O complexo industrial-militar inclui vários componentes, tais como o setor
corporativo que produz armamentos; empresas contratadas para desempenhar
funções militares e de inteligência; estrutura burocrática governamental, como o
Departamento de Defesa e a Agência de Inteligência; assim como congressistas
e senadores que estão fortemente ligados aos interesses do complexo devido
ao financiamento de campanhas e por representarem estados que dependem
majoritariamente dos gastos militares. Deve-se salientar também a relevância do
lobby e das organizações de planejamento político que influenciam diretamente
a agenda governamental e, consequentemente, implicam a definição e construção
do que será considerado uma ameaça, moldando-a da forma mais benéfica a seus
interesses.
De acordo com Cox (2014), diferentemente de outras corporações que têm
seus lucros fundamentados em pesquisa e tecnologia, posse de patentes ou de
investimentos, a indústria de armas depende da venda de armamentos para
garantirem seus lucros. Dados divulgados pelo autor mostram que, em 2012,
grandes empresas, como a Lockheed Martin, Raytheon e a BAE System, tiveram
mais de 70% de seus lucros atrelados à venda de armamento. Logo, essas industrias
têm um enorme interesse que a venda de armamentos se expanda, fato que seria
dificultado pela ausência de uma suposta ameaça externa, pois as justificativas
políticas para se investir no setor militar seriam extremamente limitadas.

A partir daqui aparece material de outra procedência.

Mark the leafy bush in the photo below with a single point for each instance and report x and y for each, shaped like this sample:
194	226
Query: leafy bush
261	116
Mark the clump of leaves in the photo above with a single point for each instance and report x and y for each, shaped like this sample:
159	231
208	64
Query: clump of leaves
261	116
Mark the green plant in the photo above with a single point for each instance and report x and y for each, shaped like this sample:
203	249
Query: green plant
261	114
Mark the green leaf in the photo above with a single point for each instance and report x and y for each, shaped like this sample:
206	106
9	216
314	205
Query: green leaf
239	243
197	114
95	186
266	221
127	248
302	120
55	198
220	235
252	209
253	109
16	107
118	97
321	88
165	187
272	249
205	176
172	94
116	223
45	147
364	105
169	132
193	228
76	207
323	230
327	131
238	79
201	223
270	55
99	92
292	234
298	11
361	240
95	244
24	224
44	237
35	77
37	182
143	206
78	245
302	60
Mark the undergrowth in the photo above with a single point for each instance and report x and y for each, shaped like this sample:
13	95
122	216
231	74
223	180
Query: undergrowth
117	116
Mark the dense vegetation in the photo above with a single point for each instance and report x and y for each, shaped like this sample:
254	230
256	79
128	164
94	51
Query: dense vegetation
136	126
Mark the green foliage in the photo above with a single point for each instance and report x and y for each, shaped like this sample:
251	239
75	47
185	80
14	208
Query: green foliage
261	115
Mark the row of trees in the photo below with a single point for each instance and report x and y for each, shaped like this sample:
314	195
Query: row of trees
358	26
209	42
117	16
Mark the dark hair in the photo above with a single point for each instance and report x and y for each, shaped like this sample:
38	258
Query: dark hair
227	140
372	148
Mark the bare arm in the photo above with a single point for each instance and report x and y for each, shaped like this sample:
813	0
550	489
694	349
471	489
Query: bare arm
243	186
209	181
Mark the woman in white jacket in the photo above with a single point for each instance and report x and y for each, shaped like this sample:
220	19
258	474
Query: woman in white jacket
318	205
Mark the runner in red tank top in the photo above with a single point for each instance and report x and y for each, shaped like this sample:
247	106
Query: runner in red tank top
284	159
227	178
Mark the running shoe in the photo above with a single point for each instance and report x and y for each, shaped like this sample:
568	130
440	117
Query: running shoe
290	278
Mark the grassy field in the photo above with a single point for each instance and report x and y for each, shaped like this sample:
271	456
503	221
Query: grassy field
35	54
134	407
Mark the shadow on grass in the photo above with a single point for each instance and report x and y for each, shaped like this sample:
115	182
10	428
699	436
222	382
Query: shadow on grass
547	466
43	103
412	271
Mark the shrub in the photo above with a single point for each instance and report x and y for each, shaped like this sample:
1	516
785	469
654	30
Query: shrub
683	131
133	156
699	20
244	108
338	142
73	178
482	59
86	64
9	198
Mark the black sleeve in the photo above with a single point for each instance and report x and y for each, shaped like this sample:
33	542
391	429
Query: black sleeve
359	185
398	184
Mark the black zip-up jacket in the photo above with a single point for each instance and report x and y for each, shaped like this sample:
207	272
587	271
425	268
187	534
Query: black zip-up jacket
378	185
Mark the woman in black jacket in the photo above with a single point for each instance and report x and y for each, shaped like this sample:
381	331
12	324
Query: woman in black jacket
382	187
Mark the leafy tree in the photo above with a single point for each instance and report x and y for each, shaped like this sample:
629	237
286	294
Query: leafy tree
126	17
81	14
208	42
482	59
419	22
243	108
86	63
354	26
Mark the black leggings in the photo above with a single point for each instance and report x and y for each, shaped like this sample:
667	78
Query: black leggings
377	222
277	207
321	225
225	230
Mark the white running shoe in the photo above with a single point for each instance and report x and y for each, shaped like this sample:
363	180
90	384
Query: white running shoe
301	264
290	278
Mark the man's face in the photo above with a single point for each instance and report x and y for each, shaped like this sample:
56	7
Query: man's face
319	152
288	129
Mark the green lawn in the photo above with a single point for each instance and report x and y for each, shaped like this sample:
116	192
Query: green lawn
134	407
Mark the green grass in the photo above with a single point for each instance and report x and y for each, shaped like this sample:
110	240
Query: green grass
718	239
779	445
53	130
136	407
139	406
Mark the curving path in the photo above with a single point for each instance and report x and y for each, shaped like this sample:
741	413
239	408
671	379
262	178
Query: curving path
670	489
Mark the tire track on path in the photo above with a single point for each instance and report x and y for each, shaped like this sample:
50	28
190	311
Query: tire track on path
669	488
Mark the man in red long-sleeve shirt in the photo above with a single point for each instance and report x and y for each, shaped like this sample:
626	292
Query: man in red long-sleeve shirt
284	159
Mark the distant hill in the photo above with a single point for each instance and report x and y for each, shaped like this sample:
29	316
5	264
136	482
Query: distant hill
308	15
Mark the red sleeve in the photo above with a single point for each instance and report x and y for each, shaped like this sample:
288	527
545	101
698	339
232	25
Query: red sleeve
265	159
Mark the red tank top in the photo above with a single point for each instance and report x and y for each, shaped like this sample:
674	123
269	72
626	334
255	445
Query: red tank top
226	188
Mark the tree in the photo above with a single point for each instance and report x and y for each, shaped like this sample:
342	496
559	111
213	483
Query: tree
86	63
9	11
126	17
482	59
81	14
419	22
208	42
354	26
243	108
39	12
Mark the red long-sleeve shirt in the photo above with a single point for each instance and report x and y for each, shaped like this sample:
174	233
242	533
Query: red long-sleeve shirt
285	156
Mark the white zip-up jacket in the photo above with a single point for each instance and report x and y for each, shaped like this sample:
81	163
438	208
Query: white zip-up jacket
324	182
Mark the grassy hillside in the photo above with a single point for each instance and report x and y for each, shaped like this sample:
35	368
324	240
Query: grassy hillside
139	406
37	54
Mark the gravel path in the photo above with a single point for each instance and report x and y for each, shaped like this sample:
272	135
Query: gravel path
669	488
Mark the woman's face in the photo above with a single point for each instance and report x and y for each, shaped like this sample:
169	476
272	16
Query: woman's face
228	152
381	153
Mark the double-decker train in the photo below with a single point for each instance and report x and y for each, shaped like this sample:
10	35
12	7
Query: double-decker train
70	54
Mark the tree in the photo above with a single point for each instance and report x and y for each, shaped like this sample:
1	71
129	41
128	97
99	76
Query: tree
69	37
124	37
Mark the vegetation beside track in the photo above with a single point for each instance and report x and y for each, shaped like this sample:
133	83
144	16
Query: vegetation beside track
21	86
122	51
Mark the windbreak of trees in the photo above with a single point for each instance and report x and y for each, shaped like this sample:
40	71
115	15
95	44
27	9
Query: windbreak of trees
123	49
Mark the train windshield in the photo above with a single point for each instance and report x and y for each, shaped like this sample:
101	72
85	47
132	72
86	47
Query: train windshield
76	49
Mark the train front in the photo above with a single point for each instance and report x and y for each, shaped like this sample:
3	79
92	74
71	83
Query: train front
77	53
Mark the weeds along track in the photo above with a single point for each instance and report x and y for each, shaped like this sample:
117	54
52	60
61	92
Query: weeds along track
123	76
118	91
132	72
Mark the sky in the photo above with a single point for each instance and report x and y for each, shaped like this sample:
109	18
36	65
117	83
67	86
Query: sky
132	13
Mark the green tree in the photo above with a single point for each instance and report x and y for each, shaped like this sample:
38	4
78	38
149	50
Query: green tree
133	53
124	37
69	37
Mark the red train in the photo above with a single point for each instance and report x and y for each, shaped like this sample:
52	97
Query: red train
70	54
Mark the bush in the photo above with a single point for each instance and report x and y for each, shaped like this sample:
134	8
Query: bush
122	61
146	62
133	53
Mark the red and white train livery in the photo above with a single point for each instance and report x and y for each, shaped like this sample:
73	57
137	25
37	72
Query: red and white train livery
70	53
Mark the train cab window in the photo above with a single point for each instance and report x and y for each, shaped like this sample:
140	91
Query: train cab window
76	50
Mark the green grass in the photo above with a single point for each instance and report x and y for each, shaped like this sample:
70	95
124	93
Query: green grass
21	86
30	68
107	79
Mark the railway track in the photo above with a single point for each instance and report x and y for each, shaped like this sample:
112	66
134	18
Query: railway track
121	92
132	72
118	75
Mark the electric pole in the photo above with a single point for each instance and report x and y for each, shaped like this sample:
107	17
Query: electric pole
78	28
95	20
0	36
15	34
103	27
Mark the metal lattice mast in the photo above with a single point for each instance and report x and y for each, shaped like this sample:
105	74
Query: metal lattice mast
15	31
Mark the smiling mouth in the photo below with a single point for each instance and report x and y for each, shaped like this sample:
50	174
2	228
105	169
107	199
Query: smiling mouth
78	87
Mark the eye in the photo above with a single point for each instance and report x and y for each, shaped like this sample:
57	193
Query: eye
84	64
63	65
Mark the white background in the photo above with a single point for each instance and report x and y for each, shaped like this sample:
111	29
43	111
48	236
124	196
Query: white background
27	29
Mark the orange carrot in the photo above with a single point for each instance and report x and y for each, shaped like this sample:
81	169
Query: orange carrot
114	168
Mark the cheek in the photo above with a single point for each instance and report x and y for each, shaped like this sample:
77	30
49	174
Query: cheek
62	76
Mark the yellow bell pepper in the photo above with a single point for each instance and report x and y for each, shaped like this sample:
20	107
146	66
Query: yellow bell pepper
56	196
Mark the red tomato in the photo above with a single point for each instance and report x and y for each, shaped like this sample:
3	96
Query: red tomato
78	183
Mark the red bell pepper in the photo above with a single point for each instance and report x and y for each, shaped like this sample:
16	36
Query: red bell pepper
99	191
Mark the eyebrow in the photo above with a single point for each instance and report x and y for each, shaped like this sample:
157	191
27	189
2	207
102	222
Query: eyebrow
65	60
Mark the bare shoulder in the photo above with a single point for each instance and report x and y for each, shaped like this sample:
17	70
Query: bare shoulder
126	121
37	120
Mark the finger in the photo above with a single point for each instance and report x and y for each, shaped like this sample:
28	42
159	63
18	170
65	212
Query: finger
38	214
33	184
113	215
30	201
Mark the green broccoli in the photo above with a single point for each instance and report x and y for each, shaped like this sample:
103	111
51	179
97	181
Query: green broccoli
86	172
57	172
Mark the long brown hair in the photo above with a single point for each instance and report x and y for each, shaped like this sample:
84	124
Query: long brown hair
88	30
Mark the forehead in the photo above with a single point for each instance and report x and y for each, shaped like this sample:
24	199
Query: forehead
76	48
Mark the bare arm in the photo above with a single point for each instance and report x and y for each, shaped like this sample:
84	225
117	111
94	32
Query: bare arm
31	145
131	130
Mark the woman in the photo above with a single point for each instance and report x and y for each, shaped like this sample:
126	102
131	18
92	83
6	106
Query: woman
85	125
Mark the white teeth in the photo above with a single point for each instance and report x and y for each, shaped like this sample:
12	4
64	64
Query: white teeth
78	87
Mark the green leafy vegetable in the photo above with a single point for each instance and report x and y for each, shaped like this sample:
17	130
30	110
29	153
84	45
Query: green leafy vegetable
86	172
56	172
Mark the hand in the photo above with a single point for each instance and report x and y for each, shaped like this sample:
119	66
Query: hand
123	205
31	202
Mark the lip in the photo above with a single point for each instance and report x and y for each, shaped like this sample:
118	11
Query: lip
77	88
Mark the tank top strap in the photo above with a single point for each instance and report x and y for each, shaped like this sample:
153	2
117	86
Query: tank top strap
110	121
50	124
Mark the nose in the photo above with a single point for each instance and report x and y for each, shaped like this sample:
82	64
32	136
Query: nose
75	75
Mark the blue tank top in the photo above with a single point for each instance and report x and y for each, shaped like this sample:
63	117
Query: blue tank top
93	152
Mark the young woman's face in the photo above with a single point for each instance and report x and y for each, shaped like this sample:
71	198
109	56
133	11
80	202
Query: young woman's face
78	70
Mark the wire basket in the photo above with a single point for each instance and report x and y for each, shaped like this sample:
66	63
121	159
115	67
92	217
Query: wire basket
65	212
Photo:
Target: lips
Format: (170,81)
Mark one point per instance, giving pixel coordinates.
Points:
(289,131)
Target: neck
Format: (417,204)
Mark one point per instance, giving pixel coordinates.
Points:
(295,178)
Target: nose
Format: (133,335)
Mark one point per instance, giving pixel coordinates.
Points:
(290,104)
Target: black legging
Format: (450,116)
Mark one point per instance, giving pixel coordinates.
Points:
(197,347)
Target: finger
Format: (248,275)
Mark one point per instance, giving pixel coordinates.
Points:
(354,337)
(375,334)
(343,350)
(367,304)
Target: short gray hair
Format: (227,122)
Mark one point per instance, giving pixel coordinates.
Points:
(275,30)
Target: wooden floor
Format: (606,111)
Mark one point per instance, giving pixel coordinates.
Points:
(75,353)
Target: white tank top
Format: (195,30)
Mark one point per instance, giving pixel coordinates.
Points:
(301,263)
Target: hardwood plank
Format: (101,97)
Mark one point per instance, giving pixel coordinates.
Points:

Os ataques de 11 de Setembro propiciaram uma conjuntura perfeita para
justificar o aumento de investimentos no setor militar, pois identificou-se
ameaças de longo prazo, as quais precisavam ser constantemente combatidas,
legitimando-se assim a militarização da política externa, por meio da securitização
da defesa.
Rev. Carta Inter., Belo Horizonte, v. 14, n. 1, 2019, p. 127-152
142 A influência do complexo industrial-militar na Política Externa dos Estados Unidos da América [...]
Bush e seu papel de agente securitizador da Guerra Global ao Terror
Conforme visto anteriormente, é necessário que a população aceite e aprove a
necessidade de se investir maciçamente no setor militar em detrimento de outras
áreas prioritárias, tais como saúde e educação. O presidente George W. Bush teve
um papel essencial na disseminação da ideologia de Guerra Global ao Terror, que
pregava, por meio de discursos e da mídia, a necessidade de combater o terrorismo
e garantir a segurança dos cidadãos dos Estados Unidos da América, bem como
da democracia e da liberdade no mundo em geral.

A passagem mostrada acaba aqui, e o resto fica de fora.